Hoenig, der bereits bei den FOMC-Abstimmungen der vergangenen Monate gegen eine Fortsetzung des ultralockeren Fed-Kurses gestimmt hatte, verwies darauf, dass die zur Mitte des vergangenen Jahrzehnts zu lange niedrigen Leitzinsen eine Ursache der jüngsten Finanzkrise gewesen seien. Die US-Wirtschaft scheine sich auf dem Erholungspfad zu befinden und der allgemeine Ausblick sei gut, sagte Hoenig. "Aktuelle Daten deuten darauf hin, dass die Erholung breiter angelegt, selbsttragender und vielleicht sogar etwas stärker als erwartet ist", so Hoenig.

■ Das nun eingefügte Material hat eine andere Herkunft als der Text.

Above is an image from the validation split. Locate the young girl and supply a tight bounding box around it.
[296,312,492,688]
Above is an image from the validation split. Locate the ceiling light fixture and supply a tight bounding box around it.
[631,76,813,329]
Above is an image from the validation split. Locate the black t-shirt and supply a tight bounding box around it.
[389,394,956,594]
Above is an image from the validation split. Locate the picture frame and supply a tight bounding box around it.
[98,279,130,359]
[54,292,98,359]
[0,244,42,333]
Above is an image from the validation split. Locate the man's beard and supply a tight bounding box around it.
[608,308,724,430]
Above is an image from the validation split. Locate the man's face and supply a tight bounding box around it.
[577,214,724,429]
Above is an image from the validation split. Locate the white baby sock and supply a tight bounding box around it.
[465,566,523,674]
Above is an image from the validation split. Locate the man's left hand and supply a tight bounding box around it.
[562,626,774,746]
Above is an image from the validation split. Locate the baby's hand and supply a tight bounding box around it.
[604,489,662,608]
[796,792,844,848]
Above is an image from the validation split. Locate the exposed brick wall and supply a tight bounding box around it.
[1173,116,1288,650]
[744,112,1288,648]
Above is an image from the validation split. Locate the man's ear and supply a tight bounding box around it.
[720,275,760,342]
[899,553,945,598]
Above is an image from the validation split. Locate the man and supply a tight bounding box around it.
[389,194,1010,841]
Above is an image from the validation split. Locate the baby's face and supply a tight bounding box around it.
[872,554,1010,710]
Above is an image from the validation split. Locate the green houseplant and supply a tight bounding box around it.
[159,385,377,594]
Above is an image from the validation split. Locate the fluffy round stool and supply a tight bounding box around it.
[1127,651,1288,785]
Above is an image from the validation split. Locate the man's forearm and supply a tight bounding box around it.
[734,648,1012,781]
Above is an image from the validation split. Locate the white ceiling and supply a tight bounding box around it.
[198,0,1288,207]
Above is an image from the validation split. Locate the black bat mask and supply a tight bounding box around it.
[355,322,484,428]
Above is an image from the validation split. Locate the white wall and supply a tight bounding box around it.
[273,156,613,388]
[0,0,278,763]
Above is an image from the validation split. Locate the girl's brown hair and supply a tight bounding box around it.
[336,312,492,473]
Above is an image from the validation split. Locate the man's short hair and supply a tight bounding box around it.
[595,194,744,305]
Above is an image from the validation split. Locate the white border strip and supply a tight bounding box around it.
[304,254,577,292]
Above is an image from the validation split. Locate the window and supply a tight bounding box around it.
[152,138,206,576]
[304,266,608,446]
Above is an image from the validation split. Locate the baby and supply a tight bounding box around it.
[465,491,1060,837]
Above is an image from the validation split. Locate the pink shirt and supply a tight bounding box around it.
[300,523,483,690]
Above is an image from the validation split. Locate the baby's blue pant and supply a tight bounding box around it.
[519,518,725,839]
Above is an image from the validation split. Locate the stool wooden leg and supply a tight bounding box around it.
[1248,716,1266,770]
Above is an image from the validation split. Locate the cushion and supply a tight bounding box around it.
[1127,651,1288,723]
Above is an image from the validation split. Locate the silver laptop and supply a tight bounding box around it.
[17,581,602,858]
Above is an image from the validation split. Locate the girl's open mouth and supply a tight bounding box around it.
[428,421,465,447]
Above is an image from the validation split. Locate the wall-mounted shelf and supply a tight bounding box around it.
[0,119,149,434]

Er warnte vor diesem Hintergrund vor Inflationsgefahren: Derzeit sei die Kerninflation zwar niedrig, doch das werde sich ändern, wenn das Wachstum anhalte oder sich noch verstärke. In diesem Umfeld sollte sich die Fed der schwierigen Aufgabe stellen, die Zinsen in Richtung eines normaleren Niveaus zu bewegen - bis Ende des Sommer auf 1,00%. Derzeit liegt der Tagesgeldzielsatz bei 0,00% bis 0,25%. Nach Erhöhung der Zinsen sollte die Fed dann mit Wertpapierverkäufen beginnen, sagte Hoenig.